Taliban Mass Around Kandahar
BY Herschel Smith16 years, 6 months ago
We recently covered the break of approximately 400 low- and mid-level Taliban fighters from prison by motorcyclists and suicide bombers. The families of these fighters were said to be slaughtering sheep in anticipation of their return. Now for the consequences of the laxity in prison and judicial operations. The freed Taliban fighters are massing in villages around Kandahar and digging in anticipating a fight with the Afghan Army or ISAF.
The Taliban dug into defensive positions in a cluster of villages near Kandahar yesterday in apparent preparation for a battle on the doorstep of Afghanistan’s second city.
The brazen gambit came days after the Taliban smashed into Kandahar’s main prison, freeing 400 militants, and deepening the sense of crisis in the country.
Local elders said fighters had flooded into Arghandab, a rural sprawl of farmhouses and vineyards that stretches north-west of Kandahar city. “They have blown up several bridges and are planting mines everywhere,” Muhammad Usman, a taxi driver who had evacuated a family, told reporters in Kandahar.
The Afghan army flew 700 soldiers into Kandahar and Nato redeployed Canadian soldiers in response to the Taliban actions. But the US-led coalition – which operates under a separate chain of command – disputed the seriousness of the threat, saying it had deployed a patrol to Arghandab and found “no evidence that militants control the area”.
A Nato spokesman, Mark Laity, said the alliance had a “very mixed picture” about the size of the buildup. “We assume insurgents are there but we have little evidence of hundreds. You have some displaced people who are panicky, some bad guys who are exaggerating and so it’s hard to know what is happening,” he said.
Laity said Nato aircraft had dropped leaflets on the area urging residents to stay indoors. “We’re emphasising potential threats,” he said.
The Taliban have long prized Arghandab, whose pomegranate orchards and vineyards make for ideal guerrilla fighting ground. Soviet troops never managed to capture the area during the 10-year occupation that ended in 1989. But it has been vulnerable since the death last year of two leaders of the local Alokozai tribe, Mullah Naqibullah and Abdul Hakim Jan – one from a heart attack, the other in a suicide bombing …
One commander, Mullah Ahmedullah, said escaped prisoners from Friday night’s jailbreak were among their ranks.
“We’ve occupied most of the area and it’s a good place for fighting. Now we are waiting for the Nato and Afghan forces,” he told the Associated Press.
So the ISAF has “deployed a patrol” to the area and found no evidence that the Taliban control anything. This sounds similar to the claim that there wasn’t going to be a spring offensive. The Captain’s Journal will make a prediction. First, when fighting starts, it will then be ascertained that the Taliban didn’t give away their force size to this patrol (as if they are supposed to walk up and surrender intelligence to the ISAF). Second, the Taliban will make this as much of an asymmetric fight as they capable.
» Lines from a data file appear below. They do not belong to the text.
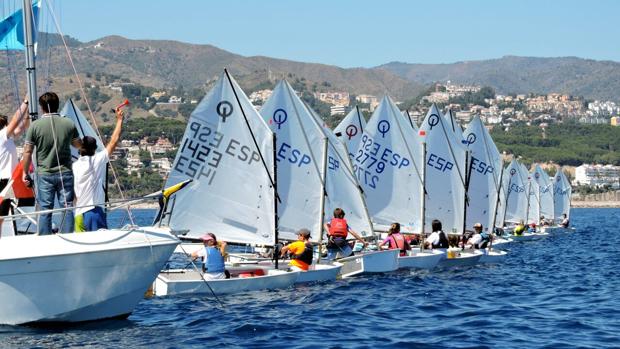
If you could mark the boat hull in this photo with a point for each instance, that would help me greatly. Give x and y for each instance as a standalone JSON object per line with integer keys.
{"x": 369, "y": 262}
{"x": 466, "y": 258}
{"x": 175, "y": 282}
{"x": 427, "y": 259}
{"x": 79, "y": 277}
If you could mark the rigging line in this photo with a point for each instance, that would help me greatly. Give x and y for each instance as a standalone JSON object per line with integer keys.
{"x": 247, "y": 123}
{"x": 90, "y": 112}
{"x": 303, "y": 132}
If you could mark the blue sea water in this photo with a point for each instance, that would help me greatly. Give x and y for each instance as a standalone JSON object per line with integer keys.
{"x": 561, "y": 292}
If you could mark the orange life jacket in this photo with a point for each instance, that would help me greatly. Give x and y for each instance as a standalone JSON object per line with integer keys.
{"x": 338, "y": 227}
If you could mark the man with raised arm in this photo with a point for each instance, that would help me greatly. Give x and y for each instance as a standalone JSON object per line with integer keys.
{"x": 51, "y": 136}
{"x": 90, "y": 176}
{"x": 8, "y": 151}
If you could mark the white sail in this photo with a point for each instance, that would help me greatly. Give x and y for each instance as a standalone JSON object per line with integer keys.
{"x": 445, "y": 173}
{"x": 341, "y": 186}
{"x": 300, "y": 156}
{"x": 227, "y": 150}
{"x": 387, "y": 167}
{"x": 71, "y": 111}
{"x": 545, "y": 187}
{"x": 561, "y": 195}
{"x": 516, "y": 193}
{"x": 484, "y": 174}
{"x": 350, "y": 130}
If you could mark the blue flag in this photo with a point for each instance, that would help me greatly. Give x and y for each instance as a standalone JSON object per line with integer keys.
{"x": 12, "y": 29}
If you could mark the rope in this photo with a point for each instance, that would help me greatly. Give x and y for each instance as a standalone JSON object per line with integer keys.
{"x": 90, "y": 112}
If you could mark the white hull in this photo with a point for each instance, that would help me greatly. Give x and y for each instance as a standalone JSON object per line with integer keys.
{"x": 529, "y": 236}
{"x": 465, "y": 258}
{"x": 370, "y": 262}
{"x": 427, "y": 259}
{"x": 320, "y": 273}
{"x": 183, "y": 281}
{"x": 79, "y": 277}
{"x": 493, "y": 256}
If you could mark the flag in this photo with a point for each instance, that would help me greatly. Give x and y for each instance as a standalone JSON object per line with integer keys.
{"x": 12, "y": 28}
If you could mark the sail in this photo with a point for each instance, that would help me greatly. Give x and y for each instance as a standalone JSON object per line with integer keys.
{"x": 300, "y": 155}
{"x": 445, "y": 173}
{"x": 350, "y": 130}
{"x": 387, "y": 167}
{"x": 71, "y": 111}
{"x": 561, "y": 195}
{"x": 516, "y": 193}
{"x": 227, "y": 150}
{"x": 484, "y": 174}
{"x": 12, "y": 28}
{"x": 341, "y": 186}
{"x": 545, "y": 187}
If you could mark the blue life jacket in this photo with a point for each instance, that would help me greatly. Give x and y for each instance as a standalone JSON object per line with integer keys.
{"x": 214, "y": 261}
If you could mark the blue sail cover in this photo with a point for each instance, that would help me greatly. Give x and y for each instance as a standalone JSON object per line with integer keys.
{"x": 12, "y": 28}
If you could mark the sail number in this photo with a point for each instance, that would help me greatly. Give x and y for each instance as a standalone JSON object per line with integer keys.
{"x": 371, "y": 160}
They have learned their lesson well from other kinetic engagements, and they will use roadside bombs, mines, fire and melt away, and snipers, and they will hide amongst the population. And the lesson for ISAF and the Afghan Army? It would be nice, this idea that they would meet on the field of battle and conduct squad rushes against a uniformed army. But it won’t happen, and coalition forces need to be as adaptable as the Taliban have proven to be.
Sending a patrol into the area is not the ticket. Countersnipers, robust ROE, distributed operations, night time operations, route interdiction, UAV surveillance, checkpoints, starting and fainting away and later conducting the operation on our own time table to keep the enemy guessing … these ideas are winners, along with force projection. When command thinks they have enough troops, they need to double the force size.
If the Taliban choose to confront the ISAF in kinetic operations, then the battle plan may be easier than we thought. But according to the reports from the field to The Captain’s Journal, it won’t happen this way. If the Taliban fire and melt away and the fighting ends in the immediate area, it is too soon for the ISAF to claim victory. Counterinsurgency takes time and commitment. Keep the faith.